Notice the blue FibreTape that is reinforcing the AL bundle, and I’ll show you how we do that in my next lecture, and that’s used then for back up fixation, which I think is fantastic for PCL reconstruction whether you do GraftLink or TriLink what we get on the table is not always what we see at three months and it can be very disappointing to have this fantastic result when you leave the operating theatre, but with the forces of the tibia forcing that graft over a 3 or 4 month period you re-examine the patient and they have a laxity that they didn’t have when they left the operating table. FibreTape stops that - by using the internal brace concept we can get round that.
In terms of making the sockets on the femur; rather than drilling from inside to out we use the FlipCutter, and again this is very easy to do to make these sockets. There’s the AL socket and then we came in and made our PL socket, and again, very, very straightforward to do.
I think one of the big advantages of using either GraftLink or TriLink is getting the passage on the tibial side…getting the graft to go into the tibial socket, it’s so much easier than pulling it up through a complete tunnel on the tibia and it really does just fly in, it makes this a very easy part of the procedure, and then we can fine tune and we can tension on the tibia and we can tension on the femur and really get that graft to exactly where we want.This is the final picture of this PCL case, so first the PL bundle going in and then pulling in on the AM, and it’s early days but this patient is extremely well, the patient went home the next day which – you’re used to that in the States – but for us, my PCLs were staying in for 3 days routinely because of…with the traditional technique that I was using... so without changing anything my patients are now going home the next day with the all-inside technique.

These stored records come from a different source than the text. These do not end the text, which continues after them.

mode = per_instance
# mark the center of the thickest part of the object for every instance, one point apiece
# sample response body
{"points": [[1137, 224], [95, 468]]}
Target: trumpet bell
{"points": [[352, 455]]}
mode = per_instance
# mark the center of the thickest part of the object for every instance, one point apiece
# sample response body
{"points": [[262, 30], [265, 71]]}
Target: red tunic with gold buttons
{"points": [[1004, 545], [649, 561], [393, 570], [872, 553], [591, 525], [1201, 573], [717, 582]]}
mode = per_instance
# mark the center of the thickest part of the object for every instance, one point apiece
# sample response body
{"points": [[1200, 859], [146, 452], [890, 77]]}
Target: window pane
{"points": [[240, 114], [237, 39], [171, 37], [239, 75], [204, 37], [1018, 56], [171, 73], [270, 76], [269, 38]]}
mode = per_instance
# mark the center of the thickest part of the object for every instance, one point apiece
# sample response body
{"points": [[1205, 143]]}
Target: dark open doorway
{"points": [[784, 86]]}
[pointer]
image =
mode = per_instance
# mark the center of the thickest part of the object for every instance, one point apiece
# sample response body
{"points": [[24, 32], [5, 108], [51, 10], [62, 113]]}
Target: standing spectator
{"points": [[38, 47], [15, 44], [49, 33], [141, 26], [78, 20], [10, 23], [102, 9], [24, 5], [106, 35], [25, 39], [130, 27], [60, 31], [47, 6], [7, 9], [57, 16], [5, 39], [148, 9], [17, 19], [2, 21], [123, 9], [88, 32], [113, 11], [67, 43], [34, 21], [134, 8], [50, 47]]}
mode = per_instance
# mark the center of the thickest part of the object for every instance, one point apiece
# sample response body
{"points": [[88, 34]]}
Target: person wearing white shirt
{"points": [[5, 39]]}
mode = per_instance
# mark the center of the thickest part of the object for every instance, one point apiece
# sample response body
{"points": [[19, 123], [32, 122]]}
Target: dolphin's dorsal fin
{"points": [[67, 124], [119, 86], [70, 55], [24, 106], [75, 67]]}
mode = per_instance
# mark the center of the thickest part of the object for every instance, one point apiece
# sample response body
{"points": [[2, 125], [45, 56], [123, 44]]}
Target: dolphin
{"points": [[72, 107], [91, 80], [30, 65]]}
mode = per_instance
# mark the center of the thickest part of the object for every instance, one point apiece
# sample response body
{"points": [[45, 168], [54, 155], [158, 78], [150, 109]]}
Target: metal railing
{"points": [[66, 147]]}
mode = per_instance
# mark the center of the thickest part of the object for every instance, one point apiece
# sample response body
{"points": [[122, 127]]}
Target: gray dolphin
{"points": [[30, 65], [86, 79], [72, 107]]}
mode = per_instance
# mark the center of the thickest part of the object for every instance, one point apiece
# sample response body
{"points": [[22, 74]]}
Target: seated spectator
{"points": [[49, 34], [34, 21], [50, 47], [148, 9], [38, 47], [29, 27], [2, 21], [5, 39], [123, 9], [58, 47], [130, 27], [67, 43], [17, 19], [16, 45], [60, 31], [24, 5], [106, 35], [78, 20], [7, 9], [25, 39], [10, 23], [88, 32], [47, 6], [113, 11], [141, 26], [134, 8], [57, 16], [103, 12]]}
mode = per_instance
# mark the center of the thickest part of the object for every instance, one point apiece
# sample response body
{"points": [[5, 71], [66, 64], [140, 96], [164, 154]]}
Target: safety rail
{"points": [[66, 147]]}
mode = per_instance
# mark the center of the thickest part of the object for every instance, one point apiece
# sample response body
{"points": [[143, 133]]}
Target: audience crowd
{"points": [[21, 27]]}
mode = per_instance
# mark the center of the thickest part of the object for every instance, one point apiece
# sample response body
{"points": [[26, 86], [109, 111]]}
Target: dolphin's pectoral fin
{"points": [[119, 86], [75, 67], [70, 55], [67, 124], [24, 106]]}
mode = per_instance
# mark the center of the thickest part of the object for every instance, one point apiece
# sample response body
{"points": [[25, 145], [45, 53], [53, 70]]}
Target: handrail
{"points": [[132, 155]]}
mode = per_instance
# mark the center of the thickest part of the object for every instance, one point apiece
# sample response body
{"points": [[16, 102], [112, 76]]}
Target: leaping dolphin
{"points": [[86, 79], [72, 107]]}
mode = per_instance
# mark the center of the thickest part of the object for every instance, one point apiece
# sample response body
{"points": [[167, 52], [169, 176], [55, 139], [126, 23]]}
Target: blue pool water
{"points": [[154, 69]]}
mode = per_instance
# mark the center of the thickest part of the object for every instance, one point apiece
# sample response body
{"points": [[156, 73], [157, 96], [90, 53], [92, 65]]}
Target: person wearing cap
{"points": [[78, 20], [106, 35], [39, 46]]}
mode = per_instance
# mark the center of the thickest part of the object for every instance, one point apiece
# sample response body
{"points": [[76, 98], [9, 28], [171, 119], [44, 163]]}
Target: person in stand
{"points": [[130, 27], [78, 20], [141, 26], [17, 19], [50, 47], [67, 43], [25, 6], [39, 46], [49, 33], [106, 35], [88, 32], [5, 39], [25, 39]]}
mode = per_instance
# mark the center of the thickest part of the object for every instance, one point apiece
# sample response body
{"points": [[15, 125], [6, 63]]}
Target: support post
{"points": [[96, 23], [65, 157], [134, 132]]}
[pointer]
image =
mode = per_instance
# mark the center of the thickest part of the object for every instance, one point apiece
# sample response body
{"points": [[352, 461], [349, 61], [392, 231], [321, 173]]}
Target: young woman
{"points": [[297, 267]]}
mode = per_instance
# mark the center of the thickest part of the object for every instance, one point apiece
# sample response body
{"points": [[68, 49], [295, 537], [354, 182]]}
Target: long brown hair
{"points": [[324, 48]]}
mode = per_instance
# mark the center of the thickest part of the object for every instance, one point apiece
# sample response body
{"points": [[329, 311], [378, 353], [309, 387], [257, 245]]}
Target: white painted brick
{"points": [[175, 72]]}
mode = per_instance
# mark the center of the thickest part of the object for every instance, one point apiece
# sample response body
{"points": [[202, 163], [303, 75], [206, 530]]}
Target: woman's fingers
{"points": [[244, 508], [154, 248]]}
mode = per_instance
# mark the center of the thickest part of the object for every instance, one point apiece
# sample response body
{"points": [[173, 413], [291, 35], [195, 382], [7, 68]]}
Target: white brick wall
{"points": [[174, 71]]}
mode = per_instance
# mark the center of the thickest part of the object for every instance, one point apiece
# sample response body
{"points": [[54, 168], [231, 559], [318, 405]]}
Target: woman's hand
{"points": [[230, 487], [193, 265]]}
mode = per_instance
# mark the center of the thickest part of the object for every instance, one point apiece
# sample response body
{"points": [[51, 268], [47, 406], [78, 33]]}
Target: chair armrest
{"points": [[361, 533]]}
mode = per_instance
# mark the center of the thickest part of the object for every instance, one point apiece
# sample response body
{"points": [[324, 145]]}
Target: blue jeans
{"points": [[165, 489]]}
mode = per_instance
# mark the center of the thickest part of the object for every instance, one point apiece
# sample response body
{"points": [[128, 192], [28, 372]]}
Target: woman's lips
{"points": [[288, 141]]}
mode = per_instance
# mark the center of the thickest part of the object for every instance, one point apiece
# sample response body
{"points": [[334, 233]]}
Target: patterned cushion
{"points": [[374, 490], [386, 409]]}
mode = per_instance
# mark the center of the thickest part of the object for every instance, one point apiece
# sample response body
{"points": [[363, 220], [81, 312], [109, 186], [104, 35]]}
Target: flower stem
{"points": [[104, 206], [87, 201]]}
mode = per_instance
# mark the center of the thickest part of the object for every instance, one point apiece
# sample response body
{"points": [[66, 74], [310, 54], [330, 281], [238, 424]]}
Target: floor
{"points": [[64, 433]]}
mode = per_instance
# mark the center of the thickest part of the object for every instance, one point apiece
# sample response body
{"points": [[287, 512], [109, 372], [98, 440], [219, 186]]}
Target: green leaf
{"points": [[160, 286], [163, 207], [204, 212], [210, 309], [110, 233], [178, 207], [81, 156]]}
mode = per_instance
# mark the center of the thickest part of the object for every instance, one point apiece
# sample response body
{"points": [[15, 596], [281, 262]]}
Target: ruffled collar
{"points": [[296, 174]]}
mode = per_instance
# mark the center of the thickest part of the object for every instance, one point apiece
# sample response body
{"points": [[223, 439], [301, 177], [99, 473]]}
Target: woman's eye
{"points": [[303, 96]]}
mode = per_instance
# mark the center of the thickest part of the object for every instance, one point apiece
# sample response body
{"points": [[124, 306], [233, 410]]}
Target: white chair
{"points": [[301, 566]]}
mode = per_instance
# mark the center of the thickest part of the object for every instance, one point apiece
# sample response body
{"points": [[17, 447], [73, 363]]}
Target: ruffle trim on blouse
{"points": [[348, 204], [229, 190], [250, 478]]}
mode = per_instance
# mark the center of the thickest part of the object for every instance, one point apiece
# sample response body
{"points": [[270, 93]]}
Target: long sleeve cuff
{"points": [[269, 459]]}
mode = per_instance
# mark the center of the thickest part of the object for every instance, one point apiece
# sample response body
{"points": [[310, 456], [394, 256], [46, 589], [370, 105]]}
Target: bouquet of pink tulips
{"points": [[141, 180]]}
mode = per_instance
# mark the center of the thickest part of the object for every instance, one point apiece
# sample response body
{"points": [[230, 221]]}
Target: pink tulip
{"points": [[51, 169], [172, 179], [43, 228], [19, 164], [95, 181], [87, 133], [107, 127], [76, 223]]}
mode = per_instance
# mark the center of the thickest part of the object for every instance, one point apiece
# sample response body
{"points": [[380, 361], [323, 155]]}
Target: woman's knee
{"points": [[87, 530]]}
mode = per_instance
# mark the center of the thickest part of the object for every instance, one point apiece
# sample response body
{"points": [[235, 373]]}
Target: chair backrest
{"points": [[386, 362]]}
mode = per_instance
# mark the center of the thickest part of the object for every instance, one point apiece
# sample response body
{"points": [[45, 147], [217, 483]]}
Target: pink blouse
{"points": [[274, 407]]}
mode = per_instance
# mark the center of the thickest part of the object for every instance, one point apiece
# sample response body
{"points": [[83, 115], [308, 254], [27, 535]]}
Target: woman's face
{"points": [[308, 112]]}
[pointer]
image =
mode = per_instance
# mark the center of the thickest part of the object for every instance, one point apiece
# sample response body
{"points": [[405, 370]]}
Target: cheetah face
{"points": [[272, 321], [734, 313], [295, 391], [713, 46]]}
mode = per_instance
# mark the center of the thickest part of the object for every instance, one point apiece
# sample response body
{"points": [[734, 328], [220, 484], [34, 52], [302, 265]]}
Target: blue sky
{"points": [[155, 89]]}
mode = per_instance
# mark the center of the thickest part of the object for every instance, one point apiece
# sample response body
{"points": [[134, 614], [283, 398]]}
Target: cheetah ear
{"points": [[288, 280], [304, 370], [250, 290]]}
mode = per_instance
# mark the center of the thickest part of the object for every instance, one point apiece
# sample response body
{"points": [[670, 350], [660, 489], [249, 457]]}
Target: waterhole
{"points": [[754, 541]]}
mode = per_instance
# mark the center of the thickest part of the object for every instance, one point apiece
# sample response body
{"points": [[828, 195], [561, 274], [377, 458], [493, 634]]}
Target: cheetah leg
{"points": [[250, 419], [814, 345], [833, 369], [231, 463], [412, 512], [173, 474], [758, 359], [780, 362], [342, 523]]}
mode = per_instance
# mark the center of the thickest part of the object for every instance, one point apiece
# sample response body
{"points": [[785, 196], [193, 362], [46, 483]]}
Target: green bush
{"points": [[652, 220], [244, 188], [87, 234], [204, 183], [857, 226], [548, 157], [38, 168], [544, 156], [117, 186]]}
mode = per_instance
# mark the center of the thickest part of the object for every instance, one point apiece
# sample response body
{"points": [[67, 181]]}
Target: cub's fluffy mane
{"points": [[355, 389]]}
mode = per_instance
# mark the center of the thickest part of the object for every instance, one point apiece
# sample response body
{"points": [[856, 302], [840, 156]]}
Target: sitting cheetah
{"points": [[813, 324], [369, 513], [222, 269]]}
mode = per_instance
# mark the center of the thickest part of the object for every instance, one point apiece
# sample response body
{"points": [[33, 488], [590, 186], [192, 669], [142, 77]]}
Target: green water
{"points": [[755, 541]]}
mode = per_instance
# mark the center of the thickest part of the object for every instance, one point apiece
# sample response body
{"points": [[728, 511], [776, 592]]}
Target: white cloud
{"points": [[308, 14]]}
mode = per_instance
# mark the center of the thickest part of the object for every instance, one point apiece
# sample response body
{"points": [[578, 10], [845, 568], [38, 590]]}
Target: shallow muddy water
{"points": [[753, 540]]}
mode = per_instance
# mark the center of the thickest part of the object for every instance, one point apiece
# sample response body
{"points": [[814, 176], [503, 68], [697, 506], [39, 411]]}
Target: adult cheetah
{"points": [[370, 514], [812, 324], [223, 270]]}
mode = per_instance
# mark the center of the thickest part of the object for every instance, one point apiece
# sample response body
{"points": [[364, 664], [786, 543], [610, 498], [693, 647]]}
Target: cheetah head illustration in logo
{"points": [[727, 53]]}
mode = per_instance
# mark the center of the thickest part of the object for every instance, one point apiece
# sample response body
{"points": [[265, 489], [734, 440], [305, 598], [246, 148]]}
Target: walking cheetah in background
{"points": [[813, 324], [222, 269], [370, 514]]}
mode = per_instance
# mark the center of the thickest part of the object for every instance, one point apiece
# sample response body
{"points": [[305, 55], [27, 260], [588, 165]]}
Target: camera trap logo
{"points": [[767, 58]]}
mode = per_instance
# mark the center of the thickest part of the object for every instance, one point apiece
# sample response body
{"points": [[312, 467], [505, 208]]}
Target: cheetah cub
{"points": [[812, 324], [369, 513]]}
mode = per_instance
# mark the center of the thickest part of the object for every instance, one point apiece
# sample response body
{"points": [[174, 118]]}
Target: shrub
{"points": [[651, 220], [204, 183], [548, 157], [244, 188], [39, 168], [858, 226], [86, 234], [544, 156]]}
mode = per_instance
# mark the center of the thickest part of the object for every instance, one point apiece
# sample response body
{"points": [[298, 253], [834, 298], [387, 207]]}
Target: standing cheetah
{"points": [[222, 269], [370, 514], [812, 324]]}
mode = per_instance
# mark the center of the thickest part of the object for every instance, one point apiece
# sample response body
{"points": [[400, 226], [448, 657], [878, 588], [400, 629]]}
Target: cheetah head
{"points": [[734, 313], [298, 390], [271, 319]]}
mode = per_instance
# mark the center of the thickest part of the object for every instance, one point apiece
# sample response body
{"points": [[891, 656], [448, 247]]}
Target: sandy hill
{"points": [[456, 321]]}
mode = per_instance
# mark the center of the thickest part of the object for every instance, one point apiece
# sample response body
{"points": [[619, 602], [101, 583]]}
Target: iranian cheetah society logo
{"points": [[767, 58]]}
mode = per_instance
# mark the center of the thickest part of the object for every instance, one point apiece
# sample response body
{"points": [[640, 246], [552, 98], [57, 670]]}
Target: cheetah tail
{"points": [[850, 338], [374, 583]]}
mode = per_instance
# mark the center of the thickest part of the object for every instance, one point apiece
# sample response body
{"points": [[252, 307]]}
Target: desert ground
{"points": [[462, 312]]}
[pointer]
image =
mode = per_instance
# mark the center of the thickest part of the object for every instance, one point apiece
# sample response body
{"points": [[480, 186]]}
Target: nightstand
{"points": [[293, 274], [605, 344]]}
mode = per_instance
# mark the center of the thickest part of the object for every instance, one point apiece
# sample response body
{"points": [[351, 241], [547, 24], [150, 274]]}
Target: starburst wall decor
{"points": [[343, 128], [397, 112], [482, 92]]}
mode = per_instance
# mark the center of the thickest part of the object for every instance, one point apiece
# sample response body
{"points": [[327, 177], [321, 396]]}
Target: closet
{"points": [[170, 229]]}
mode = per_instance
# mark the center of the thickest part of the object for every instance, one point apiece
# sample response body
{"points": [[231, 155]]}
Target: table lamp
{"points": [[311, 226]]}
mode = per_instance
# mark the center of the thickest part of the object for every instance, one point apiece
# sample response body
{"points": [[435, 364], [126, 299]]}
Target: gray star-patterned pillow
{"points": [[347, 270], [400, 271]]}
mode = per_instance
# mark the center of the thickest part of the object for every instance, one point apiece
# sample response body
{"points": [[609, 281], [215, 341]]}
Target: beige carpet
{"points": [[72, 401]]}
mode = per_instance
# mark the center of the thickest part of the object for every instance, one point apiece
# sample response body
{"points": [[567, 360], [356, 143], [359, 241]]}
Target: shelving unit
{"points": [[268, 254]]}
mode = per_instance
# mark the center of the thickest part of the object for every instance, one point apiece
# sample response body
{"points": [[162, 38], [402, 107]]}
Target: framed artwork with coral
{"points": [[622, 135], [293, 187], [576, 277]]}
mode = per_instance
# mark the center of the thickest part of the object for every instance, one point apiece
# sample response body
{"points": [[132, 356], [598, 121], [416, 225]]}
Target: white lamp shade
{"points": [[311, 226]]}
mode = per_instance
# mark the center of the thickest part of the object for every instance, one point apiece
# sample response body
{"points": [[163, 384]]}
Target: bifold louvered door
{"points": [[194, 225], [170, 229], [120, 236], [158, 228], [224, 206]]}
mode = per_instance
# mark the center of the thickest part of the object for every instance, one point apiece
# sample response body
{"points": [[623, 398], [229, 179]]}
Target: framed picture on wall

So this is what we do for backup, so again you see the FibreTape.This is the graft – this is actually showing it for a PCL case that was an ACL graft, short graft – so I’m then taking that FibreTape and then inserting that distally to give me back up fixation and this really works well for the PCL.
So, in terms of results, we’ve done 16 cases, we’ve done, as I say, one PCL, several have been for multiligament.
And the scores have been great. Now it’s only a year – it’s early days – but I think the TriLink works extremely well.The procedure is anatomic, it’s making use of all of the all-inside principles; so we are going single on the tibia, double on the femur and using the TightRope cortical suspensory fixation devices, and it really is soft tissue preserving, you can do these procedures 1 allograft or 1 semi-T, it’s bone preserving and you get an excellent size graft.
Just like to acknowledge my Fellows and thank you very much.